Sri Ramana Maharshi, dal discorso 81
Il dottor Bernard Bey, un chimico americano che negli ultimi vent’anni s’è interessato al Vedanta, è venuto in India a trovare il Maestro. Chiede: “Come si deve praticare abhyasa (la concentrazione della mente su un solo punto)? Sto cercando di trovare la Luce”.
M. – Qual è stato il vostro abhyasa finora?
D. – Mi concentro sulla base del naso, ma la mente continua a vagare.
M. – Esiste la mente?
Un altro devoto: “La mente è solo un aggregato di pensieri”.
M. – A chi vengono i pensieri? Se cercate di localizzare la mente, essa svanirà e resterà soltanto il Sé. Ed essendo solo, come si può parlare di concentrazione su un punto o altro?
D. – È difficile capire! Se viene insegnato qualcosa di concreto, si può capire facilmente. Japa, dhyana, ecc. sono più concreti.

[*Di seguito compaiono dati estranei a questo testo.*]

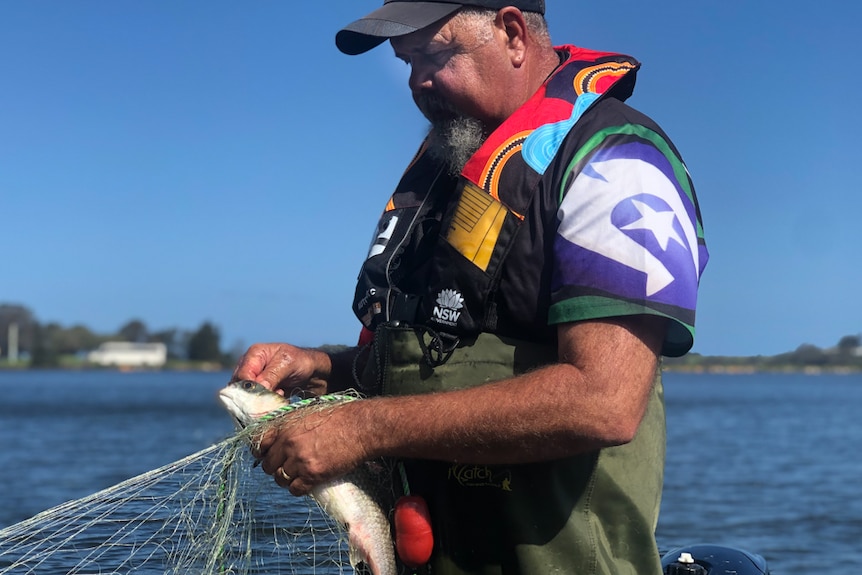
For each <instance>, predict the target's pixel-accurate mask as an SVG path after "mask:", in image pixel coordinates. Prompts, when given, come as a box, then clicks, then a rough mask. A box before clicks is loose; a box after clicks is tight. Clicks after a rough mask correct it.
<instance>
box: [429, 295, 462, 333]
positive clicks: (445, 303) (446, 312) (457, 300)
mask: <svg viewBox="0 0 862 575" xmlns="http://www.w3.org/2000/svg"><path fill="white" fill-rule="evenodd" d="M463 307H464V298H463V297H461V294H460V293H458V292H457V291H455V290H453V289H445V290H443V291H441V292H440V293H439V294H438V295H437V305H436V306H434V312H433V313H434V318H433V319H434V320H435V321H437V322H439V323H443V324H446V325H451V326H454V325H457V324H458V318H459V317H461V312H460V311H459V310H461V308H463Z"/></svg>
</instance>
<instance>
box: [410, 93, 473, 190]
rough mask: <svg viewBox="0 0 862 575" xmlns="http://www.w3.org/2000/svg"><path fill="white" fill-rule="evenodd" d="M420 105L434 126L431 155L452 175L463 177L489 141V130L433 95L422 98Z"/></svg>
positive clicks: (432, 137) (433, 130)
mask: <svg viewBox="0 0 862 575" xmlns="http://www.w3.org/2000/svg"><path fill="white" fill-rule="evenodd" d="M416 105H417V106H418V107H419V110H421V111H422V114H424V115H425V117H426V118H428V120H429V121H430V122H431V132H430V133H429V135H428V154H429V155H430V156H431V157H432V158H434V159H436V160H438V161H440V162H442V163H443V164H444V165H445V166H446V168H447V171H448V172H449V174H450V175H452V176H457V175H459V174H460V173H461V170H463V169H464V166H465V165H466V164H467V160H469V159H470V157H471V156H472V155H473V154H475V153H476V150H478V149H479V148H480V147H481V146H482V143H483V142H484V141H485V137H486V134H485V126H484V125H483V124H482V122H480V121H479V120H477V119H475V118H471V117H469V116H465V115H463V114H461V113H460V112H459V111H458V110H456V109H455V108H454V107H453V106H450V105H449V104H448V102H446V101H444V100H443V99H441V98H438V97H436V96H433V95H430V94H421V95H418V96H417V97H416Z"/></svg>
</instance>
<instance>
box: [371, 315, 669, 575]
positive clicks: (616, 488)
mask: <svg viewBox="0 0 862 575" xmlns="http://www.w3.org/2000/svg"><path fill="white" fill-rule="evenodd" d="M419 333H420V332H417V331H414V329H413V328H409V327H392V326H389V325H383V326H380V327H378V329H377V330H376V332H375V340H374V349H373V350H372V354H371V356H370V358H369V362H368V364H367V368H366V370H365V372H364V373H363V378H362V384H363V387H365V388H366V389H377V390H378V391H379V392H380V393H382V394H383V395H405V394H421V393H428V392H432V391H442V390H449V389H458V388H464V387H470V386H473V385H478V384H482V383H485V382H489V381H494V380H498V379H503V378H506V377H511V376H512V375H513V374H519V373H523V372H524V371H526V370H529V369H531V368H535V367H537V366H539V365H543V364H547V363H549V362H553V361H555V358H556V353H555V352H551V351H550V350H548V349H547V348H546V347H545V348H543V347H542V346H538V345H536V344H526V343H523V342H516V341H512V340H504V339H501V338H499V337H497V336H494V335H490V334H482V335H480V336H479V337H478V338H476V340H475V341H469V342H461V343H459V345H458V347H457V348H456V349H455V350H454V352H453V353H452V355H451V357H449V359H448V360H447V361H445V363H443V364H442V365H439V366H437V367H431V366H430V365H429V362H428V360H427V359H426V356H427V355H428V351H427V348H428V346H427V345H426V344H427V339H428V336H427V335H426V336H424V341H425V343H420V340H422V339H423V337H422V336H420V335H419ZM432 362H433V360H432ZM434 363H436V362H434ZM548 385H553V382H548ZM664 450H665V420H664V402H663V399H662V386H661V378H660V375H657V377H656V383H655V385H654V387H653V391H652V395H651V397H650V402H649V406H648V409H647V413H646V415H645V417H644V420H643V422H642V423H641V426H640V429H639V431H638V433H637V436H636V437H635V439H634V440H633V441H632V442H631V443H629V444H627V445H624V446H620V447H613V448H608V449H603V450H601V451H598V452H593V453H588V454H584V455H580V456H576V457H570V458H567V459H560V460H555V461H549V462H544V463H533V464H526V465H510V466H496V465H495V466H492V465H462V464H453V463H446V462H436V461H424V460H423V461H420V460H406V461H404V465H405V469H406V475H407V479H408V481H409V487H410V491H411V493H412V494H415V495H421V496H423V497H424V498H425V499H426V501H427V502H428V506H429V509H430V512H431V519H432V524H433V530H434V538H435V542H434V553H433V555H432V558H431V561H430V564H429V565H428V566H426V567H425V568H423V569H419V570H418V572H419V573H430V574H433V575H450V574H452V575H455V574H458V575H461V574H488V575H491V574H495V575H496V574H500V575H504V574H505V575H510V574H511V575H514V574H522V575H546V574H551V573H560V574H573V575H593V574H596V575H597V574H601V575H628V574H632V575H652V574H660V573H661V565H660V559H659V555H658V550H657V547H656V542H655V535H654V532H655V526H656V522H657V520H658V510H659V503H660V497H661V487H662V477H663V471H664Z"/></svg>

M. – ‘Chi sono Io?’ è il japa migliore. Cosa potrebbe essere più concreto del Sé, che in ogni momento è alla portata dell’esperienza di tutti? Perché cercare d’afferrare qualcosa di esterno, tralasciando il Sé? Che ognuno cerchi di scoprire il Sé conosciuto, invece di cercare qualcosa di sconosciuto al di fuori.
D. – Dove devo meditare sull’Atman? Su quale parte del corpo mi devo concentrare?
M. – Il Sé deve manifestarsi. Questo è quanto è necessario.
D. – Come distogliere la mente dal mondo?
M. – Esiste il mondo? Intendo dire, esiste separato dal Sé? Forse il mondo dice di esistere? Siete voi a dire che il mondo esiste. Scoprite il Sé che dice ciò.